Esta foto es de un boceto que hice hace un par de años con técnicas de dibujo lineal, algo que aprendí de una compañera de trabajo (¡gracias Valerie!) y que disfruté mucho, a pesar de que se me daba fatal.
Ahora bien, ¿por qué se me daba fatal? Pues porque dibujar no es una cosa que yo haya practicado mucho, o más bien nada. En algún momento hacia el final de mi infancia, recuerdo mirar un dibujo mío y llegar a la conclusión de que, como no se me daba nada bien, era mejor dejarlo.
Y ahora, mirando hacia atrás, me doy cuenta de que hice eso mismo con muchas otras actividades: probar una vez, hacerlo mal o regular, e inmediatamente dejarlo por imposible. Los deportes, las manualidades, y, durante muchos años, incluso la cocina, cayeron en esa categoría. Cualquier cosa creativa y/o espontánea que requiriera habilidades que yo no tenía.
Lo que no se me ocurría pensar era que esas habilidades yo no las tenía todavía, pero que las podía cultivar. En aquellos tiempos aún no se hablaba, o al menos yo no había oído hablar, de la mentalidad de crecimiento (en inglés, «growth mindset»).
La buena noticia es que hoy en día sí sabemos que las habilidades se pueden cultivar y mejorar. ¿Pero cuál es la mejor manera de hacerlo?
La pista nos la puede dar uno de los modelos de aprendizaje más utilizados en las empresas: la regla 70/20/10, que procede de un estudio realizado en los años noventa, y que postula que, en un entorno de trabajo, el 90% del aprendizaje que se produce no es aprendizaje formal, sino informal:
- El 70% del aprendizaje es experiencial: proviene de las propias experiencias en el puesto de trabajo, realizando tareas, afrontando nuevas situaciones, tomando decisiones y, sobre todo, viviendo experiencias nuevas y retadoras.
- El 20% es aprendizaje social: se produce debatiendo, compartiendo información con los compañeros, colaborando en parejas o en grupos, trabajando con un mentor o un coach, etc.
- Sólo el 10% es aprendizaje formal, incluyendo cursos de formación, clases magistrales, libros, artículos, vídeos…

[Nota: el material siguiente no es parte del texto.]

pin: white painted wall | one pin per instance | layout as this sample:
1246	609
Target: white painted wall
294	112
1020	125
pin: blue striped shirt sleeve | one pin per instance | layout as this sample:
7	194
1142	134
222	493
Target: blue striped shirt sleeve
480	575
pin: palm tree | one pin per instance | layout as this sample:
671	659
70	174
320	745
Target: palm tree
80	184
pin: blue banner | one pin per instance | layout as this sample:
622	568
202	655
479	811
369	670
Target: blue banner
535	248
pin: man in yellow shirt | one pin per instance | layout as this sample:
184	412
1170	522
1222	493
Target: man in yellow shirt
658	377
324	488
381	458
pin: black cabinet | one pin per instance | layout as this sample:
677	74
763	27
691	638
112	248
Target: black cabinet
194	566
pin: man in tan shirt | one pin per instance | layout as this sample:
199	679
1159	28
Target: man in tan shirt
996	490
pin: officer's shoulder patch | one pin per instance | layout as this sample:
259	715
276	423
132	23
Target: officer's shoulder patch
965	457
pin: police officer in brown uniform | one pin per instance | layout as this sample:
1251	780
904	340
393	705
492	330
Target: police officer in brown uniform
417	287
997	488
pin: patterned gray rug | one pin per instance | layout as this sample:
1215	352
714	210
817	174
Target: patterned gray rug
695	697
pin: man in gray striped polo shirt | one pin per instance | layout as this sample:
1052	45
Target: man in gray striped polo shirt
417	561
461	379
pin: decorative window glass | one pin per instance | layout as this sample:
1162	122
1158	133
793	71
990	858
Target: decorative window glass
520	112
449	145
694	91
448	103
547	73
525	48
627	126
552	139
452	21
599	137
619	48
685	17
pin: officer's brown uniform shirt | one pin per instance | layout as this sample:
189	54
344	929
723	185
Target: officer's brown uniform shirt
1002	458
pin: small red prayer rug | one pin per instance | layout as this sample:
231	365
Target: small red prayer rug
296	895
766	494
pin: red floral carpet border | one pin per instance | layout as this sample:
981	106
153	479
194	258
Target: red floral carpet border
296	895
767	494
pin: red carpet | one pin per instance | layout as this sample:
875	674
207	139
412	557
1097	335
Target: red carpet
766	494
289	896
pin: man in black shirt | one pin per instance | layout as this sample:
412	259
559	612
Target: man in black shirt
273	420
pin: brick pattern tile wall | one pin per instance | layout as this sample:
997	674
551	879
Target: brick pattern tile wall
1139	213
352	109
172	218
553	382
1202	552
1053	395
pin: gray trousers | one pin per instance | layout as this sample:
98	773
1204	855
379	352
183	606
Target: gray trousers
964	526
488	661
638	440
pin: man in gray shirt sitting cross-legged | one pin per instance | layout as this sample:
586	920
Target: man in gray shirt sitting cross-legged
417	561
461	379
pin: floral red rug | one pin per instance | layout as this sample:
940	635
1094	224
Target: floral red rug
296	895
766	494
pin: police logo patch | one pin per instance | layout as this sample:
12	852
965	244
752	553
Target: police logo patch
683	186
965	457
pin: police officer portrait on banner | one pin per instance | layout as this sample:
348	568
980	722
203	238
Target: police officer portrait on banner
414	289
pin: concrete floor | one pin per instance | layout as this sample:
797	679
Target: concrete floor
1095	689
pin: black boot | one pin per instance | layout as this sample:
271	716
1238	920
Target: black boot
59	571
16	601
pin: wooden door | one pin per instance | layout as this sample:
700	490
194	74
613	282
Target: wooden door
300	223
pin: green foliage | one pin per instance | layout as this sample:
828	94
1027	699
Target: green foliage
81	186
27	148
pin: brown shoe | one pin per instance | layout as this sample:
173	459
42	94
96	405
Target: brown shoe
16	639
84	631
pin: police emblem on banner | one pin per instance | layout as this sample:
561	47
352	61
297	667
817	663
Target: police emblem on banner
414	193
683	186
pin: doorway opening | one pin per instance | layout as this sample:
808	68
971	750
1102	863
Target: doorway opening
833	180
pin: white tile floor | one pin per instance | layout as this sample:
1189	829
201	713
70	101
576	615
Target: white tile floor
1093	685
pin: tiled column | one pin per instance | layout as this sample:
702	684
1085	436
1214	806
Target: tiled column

Como veis, esta regla le da la razón al proverbio hawaiano: la mejor manera de cultivar habilidades es practicarlas. Lo ideal sería ponerse a practicar después de haber aprendido un poco sobre la habilidad en concreto, y teniendo un grupo que te apoye en ese aprendizaje.
Así que este artículo va dedicado a todos los que, como yo, somos o alguna vez hemos sido «cursillistas profesionales», para que dejemos de serlo: una vez sentadas las bases y encontrada una comunidad que te apoye y te ayude a seguir creciendo, es momento de tirarse a la piscina, y empezar a practicar YA. No «cuando estés preparado», porque nunca lo vas a estar si no te pones a ello.
¿Y tú, qué vas a practicar esta semana?